The Office of Global Criminal Justice (J/GCJ), formerly called the Office of War Crimes Issues (S/WCI), is an office within the United States Department of State.

Duties
The Office is headed by an Ambassador: in that position, she advises the Secretary of State and the Under Secretary of State for Civilian Security, Human Rights, and Democracy and works to formulate U.S. policy on prevention and accountability for mass atrocities.

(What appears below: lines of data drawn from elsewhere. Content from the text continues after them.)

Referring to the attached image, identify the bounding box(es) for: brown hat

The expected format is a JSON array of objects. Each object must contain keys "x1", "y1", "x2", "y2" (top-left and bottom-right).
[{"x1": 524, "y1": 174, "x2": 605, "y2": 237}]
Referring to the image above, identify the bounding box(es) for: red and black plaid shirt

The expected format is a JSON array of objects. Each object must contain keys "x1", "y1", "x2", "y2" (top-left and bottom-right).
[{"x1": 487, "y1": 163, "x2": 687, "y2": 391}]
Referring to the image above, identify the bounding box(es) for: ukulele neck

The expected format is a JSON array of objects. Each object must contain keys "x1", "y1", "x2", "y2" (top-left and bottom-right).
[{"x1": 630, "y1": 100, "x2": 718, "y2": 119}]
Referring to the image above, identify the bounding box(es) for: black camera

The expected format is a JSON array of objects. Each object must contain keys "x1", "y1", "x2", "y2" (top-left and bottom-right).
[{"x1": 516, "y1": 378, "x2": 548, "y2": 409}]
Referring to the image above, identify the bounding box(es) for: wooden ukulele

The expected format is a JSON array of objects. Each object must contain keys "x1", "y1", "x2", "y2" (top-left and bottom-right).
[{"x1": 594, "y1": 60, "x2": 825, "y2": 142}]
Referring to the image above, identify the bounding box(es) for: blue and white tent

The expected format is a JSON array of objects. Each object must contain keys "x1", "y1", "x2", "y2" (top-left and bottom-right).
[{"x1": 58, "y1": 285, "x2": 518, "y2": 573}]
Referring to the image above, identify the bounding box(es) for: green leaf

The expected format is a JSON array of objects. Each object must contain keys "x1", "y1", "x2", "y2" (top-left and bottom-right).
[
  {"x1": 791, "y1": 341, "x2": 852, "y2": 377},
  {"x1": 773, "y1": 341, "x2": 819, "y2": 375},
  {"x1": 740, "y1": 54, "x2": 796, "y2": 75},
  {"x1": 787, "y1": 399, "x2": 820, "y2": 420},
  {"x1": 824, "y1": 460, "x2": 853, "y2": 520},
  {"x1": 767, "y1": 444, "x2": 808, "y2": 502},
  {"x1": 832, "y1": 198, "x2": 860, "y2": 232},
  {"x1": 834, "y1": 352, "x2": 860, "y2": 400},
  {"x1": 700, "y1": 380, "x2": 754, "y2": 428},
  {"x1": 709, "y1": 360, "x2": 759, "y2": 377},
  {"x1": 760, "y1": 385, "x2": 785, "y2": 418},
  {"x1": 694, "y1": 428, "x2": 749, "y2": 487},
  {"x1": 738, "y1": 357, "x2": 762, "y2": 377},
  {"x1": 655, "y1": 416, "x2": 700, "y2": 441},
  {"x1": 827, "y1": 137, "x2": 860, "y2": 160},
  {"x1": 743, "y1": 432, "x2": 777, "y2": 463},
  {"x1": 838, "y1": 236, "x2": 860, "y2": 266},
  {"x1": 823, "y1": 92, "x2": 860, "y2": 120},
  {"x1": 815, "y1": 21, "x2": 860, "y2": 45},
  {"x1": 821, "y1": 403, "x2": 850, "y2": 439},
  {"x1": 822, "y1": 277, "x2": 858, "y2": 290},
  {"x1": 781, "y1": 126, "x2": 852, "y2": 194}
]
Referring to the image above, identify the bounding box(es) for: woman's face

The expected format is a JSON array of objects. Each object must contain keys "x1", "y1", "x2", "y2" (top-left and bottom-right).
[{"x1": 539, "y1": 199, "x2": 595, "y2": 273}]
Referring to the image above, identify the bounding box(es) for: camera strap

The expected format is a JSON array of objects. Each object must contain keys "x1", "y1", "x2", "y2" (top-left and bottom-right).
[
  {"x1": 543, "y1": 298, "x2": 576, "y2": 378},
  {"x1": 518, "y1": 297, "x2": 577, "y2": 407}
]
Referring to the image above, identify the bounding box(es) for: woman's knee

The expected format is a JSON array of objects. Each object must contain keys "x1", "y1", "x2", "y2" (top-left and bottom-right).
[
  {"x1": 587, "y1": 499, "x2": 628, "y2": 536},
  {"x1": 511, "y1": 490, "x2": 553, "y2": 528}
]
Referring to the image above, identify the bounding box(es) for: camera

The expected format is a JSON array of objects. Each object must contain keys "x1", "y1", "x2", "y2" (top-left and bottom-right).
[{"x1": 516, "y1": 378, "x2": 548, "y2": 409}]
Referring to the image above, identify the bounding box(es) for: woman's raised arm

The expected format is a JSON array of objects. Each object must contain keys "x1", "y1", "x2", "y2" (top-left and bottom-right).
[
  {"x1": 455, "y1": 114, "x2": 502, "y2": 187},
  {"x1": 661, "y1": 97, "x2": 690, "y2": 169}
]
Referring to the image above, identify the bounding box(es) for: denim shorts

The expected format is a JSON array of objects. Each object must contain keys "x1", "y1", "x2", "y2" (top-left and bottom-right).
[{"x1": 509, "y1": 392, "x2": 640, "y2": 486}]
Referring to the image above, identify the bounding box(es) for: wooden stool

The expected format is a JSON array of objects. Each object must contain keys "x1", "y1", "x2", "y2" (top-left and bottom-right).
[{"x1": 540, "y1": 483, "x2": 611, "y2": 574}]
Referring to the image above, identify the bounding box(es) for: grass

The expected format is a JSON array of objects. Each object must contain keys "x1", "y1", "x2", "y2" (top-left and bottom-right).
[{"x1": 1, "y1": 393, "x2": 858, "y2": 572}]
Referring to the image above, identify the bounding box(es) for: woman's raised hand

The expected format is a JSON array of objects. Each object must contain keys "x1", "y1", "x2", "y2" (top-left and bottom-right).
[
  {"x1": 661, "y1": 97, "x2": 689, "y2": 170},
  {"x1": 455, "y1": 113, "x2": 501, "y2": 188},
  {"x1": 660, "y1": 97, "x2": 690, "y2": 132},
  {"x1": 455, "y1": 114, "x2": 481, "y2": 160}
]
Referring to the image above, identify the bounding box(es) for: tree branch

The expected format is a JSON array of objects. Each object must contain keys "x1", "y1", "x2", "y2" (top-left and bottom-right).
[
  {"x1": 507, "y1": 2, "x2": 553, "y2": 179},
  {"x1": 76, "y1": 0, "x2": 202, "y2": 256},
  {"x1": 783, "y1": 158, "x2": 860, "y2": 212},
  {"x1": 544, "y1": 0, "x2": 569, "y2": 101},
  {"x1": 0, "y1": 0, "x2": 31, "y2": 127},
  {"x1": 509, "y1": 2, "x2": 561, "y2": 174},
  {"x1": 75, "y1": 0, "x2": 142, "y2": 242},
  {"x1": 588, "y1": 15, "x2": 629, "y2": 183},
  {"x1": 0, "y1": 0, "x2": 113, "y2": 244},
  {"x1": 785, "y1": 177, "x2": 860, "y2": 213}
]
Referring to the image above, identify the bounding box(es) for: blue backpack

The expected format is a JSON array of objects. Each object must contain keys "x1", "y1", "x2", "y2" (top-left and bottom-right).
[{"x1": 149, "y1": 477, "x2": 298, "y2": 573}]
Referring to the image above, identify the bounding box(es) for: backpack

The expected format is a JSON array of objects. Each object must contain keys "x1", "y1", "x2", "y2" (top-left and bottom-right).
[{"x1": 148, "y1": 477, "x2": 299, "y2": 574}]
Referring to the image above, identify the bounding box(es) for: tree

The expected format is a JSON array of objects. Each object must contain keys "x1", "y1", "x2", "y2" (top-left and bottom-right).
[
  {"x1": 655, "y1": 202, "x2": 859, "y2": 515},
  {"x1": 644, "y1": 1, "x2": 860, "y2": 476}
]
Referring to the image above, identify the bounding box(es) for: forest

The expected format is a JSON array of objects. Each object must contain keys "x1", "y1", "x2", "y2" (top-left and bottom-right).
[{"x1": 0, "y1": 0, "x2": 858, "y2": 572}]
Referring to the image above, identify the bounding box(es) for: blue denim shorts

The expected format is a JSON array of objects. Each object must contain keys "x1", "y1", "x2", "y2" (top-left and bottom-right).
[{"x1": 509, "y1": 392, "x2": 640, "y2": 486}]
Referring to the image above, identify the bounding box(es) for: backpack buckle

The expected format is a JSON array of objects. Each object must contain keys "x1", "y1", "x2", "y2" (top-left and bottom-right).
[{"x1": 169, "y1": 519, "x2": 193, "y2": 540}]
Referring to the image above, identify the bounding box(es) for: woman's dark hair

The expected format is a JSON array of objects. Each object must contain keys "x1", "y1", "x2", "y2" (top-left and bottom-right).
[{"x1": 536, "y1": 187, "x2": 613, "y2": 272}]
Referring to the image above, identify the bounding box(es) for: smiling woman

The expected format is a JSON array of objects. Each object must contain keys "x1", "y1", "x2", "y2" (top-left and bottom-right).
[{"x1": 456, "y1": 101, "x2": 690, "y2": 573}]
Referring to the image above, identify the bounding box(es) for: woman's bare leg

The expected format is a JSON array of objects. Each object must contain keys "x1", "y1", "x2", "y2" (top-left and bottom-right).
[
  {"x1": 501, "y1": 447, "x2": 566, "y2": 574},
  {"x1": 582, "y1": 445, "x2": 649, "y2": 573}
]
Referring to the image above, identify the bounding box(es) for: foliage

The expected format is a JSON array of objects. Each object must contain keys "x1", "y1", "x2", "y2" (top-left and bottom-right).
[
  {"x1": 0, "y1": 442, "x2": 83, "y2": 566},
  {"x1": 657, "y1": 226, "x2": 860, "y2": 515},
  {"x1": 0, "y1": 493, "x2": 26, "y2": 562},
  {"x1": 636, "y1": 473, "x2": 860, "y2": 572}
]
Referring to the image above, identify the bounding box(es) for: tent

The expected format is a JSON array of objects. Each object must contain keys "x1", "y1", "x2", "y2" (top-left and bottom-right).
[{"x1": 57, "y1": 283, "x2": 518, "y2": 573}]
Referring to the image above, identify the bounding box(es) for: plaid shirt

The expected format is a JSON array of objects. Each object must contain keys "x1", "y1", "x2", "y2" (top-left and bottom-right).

The Office coordinates U.S. government support for ad hoc and international courts currently trying persons accused of genocide, war crimes, and crimes against humanity committed (among other places) in the former Yugoslavia, Rwanda, Sierra Leone, and Cambodia, and helps bolster the capacity of domestic judicial systems to try atrocity crimes.  It also works closely with other governments, international institutions, and non-governmental organizations to establish and assist international and domestic commissions, courts, and tribunals to investigate, judge, and deter atrocity crimes in every region of the globe.  The Ambassador coordinates the deployment of a range of diplomatic, legal, economic, military, and intelligence tools to help expose the truth, judge those responsible, protect and assist victims, enable reconciliation, and build the rule of law.

Last developments
Previous Ambassadors in the Office of Global Criminal Justice included Todd F. Buchwald and Morse H. Tan.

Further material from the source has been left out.